Вместо ответа я прикуриваю новую сигарету и про себя дивлюсь отцовскому терпению. Не раз доводилось слышать, как фронтовики добрым словом вспоминали табак. Дядька вон тоже уходил на войну некурящим, а домой привез чемодан папирос. И сказывал, будто нервы перед атакой махорочная затяжка здорово успокаивает.
А все-таки чего мы-то ждем с отцом? Какого лешего торчим с утра до потемок в камышах?..
И однажды, когда сверху зачастила опилом снежная крупа, седое небо ожило гаганьем диких гусей. Большая стая наплывала на падь стороной от нас. Неожиданно четкий ее строй рассыпался, и передний гусь с резкими вскриками пошел на снижение.

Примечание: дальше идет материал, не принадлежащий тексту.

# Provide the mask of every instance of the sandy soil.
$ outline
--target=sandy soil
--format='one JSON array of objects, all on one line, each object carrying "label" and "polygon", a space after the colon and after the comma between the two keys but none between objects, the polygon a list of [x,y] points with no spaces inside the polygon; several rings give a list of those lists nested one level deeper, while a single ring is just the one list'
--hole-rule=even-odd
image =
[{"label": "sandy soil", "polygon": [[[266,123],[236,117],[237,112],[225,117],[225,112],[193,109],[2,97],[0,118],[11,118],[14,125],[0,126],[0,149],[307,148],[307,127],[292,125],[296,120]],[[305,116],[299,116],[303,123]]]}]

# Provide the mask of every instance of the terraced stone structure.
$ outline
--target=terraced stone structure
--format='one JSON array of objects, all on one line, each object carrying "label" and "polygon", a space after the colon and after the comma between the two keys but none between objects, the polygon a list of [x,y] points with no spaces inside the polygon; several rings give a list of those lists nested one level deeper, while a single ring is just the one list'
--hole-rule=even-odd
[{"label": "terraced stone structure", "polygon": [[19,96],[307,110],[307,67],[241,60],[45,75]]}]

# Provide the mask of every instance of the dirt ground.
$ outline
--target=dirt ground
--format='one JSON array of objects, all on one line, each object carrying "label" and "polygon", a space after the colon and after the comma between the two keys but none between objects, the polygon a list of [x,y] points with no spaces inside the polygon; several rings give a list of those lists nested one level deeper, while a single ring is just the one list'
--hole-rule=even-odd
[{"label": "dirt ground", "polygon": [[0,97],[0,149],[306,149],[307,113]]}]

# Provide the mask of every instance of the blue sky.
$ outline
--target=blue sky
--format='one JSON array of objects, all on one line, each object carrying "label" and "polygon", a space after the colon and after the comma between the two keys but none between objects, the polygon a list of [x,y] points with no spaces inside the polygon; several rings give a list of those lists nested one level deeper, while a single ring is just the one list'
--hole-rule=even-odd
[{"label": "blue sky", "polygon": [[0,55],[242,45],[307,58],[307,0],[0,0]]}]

Отец построжал, чуть устремился с ружьем навстречу гусю.
«Дождались, дождались»… — заволновался я и сплюнул прикуренную сигарету на дно лодки. Гусь вырастал, с каждой секундой становился все ближе, и все тревожнее кричала стая. Птицы смешались и тоже опустились на выстрел. Сейчас, сейчас отец поднимет стволы… Пусть стреляет он. У меня все еще будет, хотя как заманчиво сронить гусака. Но тятя, пожалуй, последнюю осень провожает на Ягодной пади, и так без моей помощи ему нынче не бывать бы здесь…
А гусь совсем над нами, и низко-низко — перья можно пересчитать… Тяжело поднимает и роняет он крылья, блекло-розовый клюв раскрыт и лишь крика почему-то не слышно. Ну, стреляй же, тятька! Докажи деревенским насмешникам, а прежде старшему сыну, что ты еще добытчик, что не от старости меркнут глаза, а ветер высекает слезу. Ну…
Прошумел гусь, обдал нас холодком воздуха, но дрогнули стволы и опустилось ружье на колени. Отец провел пятерней по лицу, обернулся ко мне и не узнал я его впервые. Не охотник, а старик с мокрыми глазами виновато глянул на меня. И до бела вымерзший клок волос выбился из-под шапки на обветренные морщины лба.